Out of your answers I came up with a mixture which goes as follows:
Say we have:
1Example (1)
2Example (2)
3Example (3)
4Example (4)
5Example (5)
Now if I sort something between 4 and 5 it would look like this:
2Example (2)
3Example (3)
4Example (4)
1Example (4.5)
5Example (5)
now again something between 1 and 5
3Example (3)
4Example (4)
1Example (4.5)
2Example (4.75)
5Example (5)
it will always take the half of the difference between the numbers
I hope that works please do correct me ;)
We do it with a Sequence column in the database.
We use sparse numbering (e.g. 10, 20, 30, ...), so we can "insert" one between existing values. If the adjacent rows have consecutive numbers we renumber the minimum number of rows we can.
You could probably use Decimal numbers - take the average of the Sequence numbers for rows adjacent to where you are inserting, then you only have to update the row being "moved"
This is not an easy problem. If you have a low number of sortable elements, I would just reset all of them to their new order.
Otherwise, it seems it would take just as much work or more to "test-and-set" to modify only the records that have changed.
You could delegate this work to the client-side.
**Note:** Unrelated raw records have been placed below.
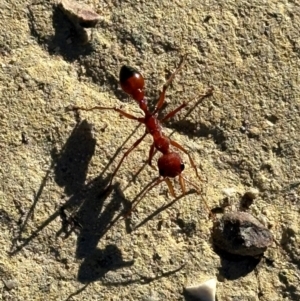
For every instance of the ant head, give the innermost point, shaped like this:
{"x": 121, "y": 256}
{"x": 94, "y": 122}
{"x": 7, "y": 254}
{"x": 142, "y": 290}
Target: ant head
{"x": 132, "y": 82}
{"x": 170, "y": 165}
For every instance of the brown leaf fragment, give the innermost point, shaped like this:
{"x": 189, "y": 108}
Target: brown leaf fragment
{"x": 242, "y": 234}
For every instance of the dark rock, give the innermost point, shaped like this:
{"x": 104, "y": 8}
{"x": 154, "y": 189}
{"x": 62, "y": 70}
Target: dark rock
{"x": 242, "y": 234}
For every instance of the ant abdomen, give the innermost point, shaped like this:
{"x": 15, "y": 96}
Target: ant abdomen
{"x": 170, "y": 165}
{"x": 132, "y": 82}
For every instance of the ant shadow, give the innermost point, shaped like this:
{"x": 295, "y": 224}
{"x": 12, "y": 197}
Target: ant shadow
{"x": 64, "y": 41}
{"x": 85, "y": 211}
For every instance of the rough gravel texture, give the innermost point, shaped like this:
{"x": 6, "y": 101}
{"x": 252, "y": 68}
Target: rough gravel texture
{"x": 61, "y": 236}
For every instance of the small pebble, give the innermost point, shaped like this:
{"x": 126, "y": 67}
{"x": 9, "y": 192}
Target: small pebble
{"x": 206, "y": 291}
{"x": 242, "y": 234}
{"x": 82, "y": 16}
{"x": 229, "y": 192}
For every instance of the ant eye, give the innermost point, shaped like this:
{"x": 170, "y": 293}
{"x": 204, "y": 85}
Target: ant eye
{"x": 161, "y": 173}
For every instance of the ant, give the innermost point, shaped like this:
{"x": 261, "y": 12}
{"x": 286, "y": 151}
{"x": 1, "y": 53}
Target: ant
{"x": 170, "y": 164}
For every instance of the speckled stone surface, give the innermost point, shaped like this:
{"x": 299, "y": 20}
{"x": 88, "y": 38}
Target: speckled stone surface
{"x": 246, "y": 136}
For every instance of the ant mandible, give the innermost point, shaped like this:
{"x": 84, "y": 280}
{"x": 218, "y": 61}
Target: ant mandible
{"x": 170, "y": 164}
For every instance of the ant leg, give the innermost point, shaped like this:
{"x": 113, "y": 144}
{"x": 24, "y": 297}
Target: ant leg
{"x": 173, "y": 113}
{"x": 177, "y": 145}
{"x": 125, "y": 155}
{"x": 167, "y": 84}
{"x": 123, "y": 113}
{"x": 182, "y": 184}
{"x": 151, "y": 154}
{"x": 171, "y": 188}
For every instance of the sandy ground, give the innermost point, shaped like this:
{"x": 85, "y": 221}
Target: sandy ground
{"x": 245, "y": 136}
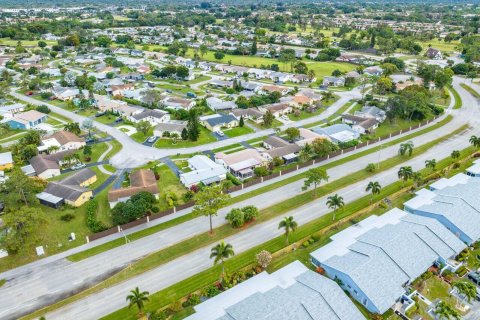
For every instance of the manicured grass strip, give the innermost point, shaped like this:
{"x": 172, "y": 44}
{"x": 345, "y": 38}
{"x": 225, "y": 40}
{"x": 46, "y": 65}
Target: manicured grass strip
{"x": 322, "y": 226}
{"x": 458, "y": 100}
{"x": 470, "y": 90}
{"x": 199, "y": 241}
{"x": 360, "y": 175}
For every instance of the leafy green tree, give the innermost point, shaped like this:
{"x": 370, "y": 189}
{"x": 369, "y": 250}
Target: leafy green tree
{"x": 406, "y": 148}
{"x": 335, "y": 202}
{"x": 292, "y": 133}
{"x": 220, "y": 253}
{"x": 208, "y": 201}
{"x": 432, "y": 164}
{"x": 23, "y": 225}
{"x": 315, "y": 177}
{"x": 138, "y": 298}
{"x": 374, "y": 188}
{"x": 289, "y": 225}
{"x": 405, "y": 174}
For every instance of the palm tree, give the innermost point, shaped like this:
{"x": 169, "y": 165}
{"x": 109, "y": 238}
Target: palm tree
{"x": 431, "y": 164}
{"x": 137, "y": 298}
{"x": 289, "y": 225}
{"x": 475, "y": 141}
{"x": 221, "y": 252}
{"x": 405, "y": 173}
{"x": 374, "y": 187}
{"x": 406, "y": 148}
{"x": 455, "y": 154}
{"x": 335, "y": 202}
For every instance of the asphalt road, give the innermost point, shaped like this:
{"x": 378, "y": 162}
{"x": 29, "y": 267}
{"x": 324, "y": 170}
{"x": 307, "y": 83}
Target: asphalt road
{"x": 50, "y": 281}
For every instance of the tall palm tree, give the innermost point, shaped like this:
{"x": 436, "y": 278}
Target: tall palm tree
{"x": 431, "y": 164}
{"x": 475, "y": 141}
{"x": 405, "y": 173}
{"x": 374, "y": 187}
{"x": 406, "y": 148}
{"x": 335, "y": 202}
{"x": 455, "y": 154}
{"x": 138, "y": 299}
{"x": 221, "y": 252}
{"x": 289, "y": 225}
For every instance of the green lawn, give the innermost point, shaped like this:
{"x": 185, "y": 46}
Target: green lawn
{"x": 238, "y": 131}
{"x": 205, "y": 137}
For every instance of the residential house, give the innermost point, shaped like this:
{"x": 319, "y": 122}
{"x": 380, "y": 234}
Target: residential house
{"x": 373, "y": 71}
{"x": 154, "y": 116}
{"x": 241, "y": 163}
{"x": 172, "y": 127}
{"x": 142, "y": 180}
{"x": 216, "y": 104}
{"x": 433, "y": 54}
{"x": 216, "y": 122}
{"x": 277, "y": 109}
{"x": 6, "y": 161}
{"x": 454, "y": 202}
{"x": 271, "y": 88}
{"x": 339, "y": 133}
{"x": 63, "y": 140}
{"x": 8, "y": 111}
{"x": 292, "y": 292}
{"x": 70, "y": 190}
{"x": 252, "y": 114}
{"x": 47, "y": 166}
{"x": 204, "y": 171}
{"x": 27, "y": 120}
{"x": 377, "y": 258}
{"x": 177, "y": 103}
{"x": 334, "y": 81}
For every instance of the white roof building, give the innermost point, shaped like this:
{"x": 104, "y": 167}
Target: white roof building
{"x": 203, "y": 171}
{"x": 377, "y": 257}
{"x": 291, "y": 293}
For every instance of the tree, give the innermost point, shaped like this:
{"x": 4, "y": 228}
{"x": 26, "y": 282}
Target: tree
{"x": 221, "y": 252}
{"x": 23, "y": 225}
{"x": 143, "y": 126}
{"x": 335, "y": 202}
{"x": 268, "y": 119}
{"x": 289, "y": 225}
{"x": 465, "y": 288}
{"x": 263, "y": 258}
{"x": 72, "y": 127}
{"x": 406, "y": 148}
{"x": 209, "y": 201}
{"x": 374, "y": 187}
{"x": 475, "y": 141}
{"x": 292, "y": 133}
{"x": 219, "y": 55}
{"x": 446, "y": 312}
{"x": 431, "y": 164}
{"x": 315, "y": 176}
{"x": 137, "y": 298}
{"x": 455, "y": 154}
{"x": 405, "y": 174}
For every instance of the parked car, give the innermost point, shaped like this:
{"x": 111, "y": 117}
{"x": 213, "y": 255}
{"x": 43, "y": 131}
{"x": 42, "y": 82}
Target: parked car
{"x": 78, "y": 166}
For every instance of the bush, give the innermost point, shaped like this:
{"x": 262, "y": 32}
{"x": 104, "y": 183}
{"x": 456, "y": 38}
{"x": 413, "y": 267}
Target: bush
{"x": 92, "y": 223}
{"x": 67, "y": 217}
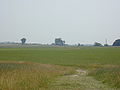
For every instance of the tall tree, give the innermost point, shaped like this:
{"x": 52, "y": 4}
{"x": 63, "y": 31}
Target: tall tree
{"x": 23, "y": 40}
{"x": 117, "y": 42}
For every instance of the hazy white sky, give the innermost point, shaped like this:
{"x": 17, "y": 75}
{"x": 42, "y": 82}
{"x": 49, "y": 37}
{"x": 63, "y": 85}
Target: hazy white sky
{"x": 75, "y": 21}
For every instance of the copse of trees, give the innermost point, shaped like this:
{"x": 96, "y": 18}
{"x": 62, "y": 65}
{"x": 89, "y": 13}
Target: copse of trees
{"x": 97, "y": 44}
{"x": 23, "y": 40}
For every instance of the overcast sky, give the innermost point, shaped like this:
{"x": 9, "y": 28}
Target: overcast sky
{"x": 75, "y": 21}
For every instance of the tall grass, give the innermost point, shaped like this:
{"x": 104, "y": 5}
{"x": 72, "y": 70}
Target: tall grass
{"x": 29, "y": 76}
{"x": 108, "y": 75}
{"x": 104, "y": 61}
Have the client maintain old-sort-order and new-sort-order and determine which row[sort-order]'s should be updated - then passes those tuples to the PHP-mySQL interface.
You could enhance this method in the following way (doesn't require floats):
If all sortable elements in a list are initialized to a sort-order according to their position in the list, set the sort-order of every element to something like row[sort-order] = row[sort-order * K] where K is some number > average number of times you expect the list to be reordered. O(N), N=number of elements, but increases insertion capacity by at least N*K with at least K open slots between each exiting pair of elements.
Then if you want to insert an element between two others its as simple as changing its sort-order to be one that is > the lower element and < the upper. If there is no "room" between the elements you can simply reapply the "spread" algorithm (1) presented in the previous paragraph. The larger K is, the less often it will be applied.
The K algorithm would be selectively applied in the PHP script while the choosing of the new sort-order's would be done by the client (Javascript, perhaps).
I'd recommend having an order column in the database. When an object is reordered, swap the order value in the database between the object you reordered and the objects that have the same order value, that way you don't have to reoder the entire set of rows.
hope that makes sense...of course, this depends on your rules for re-ordering.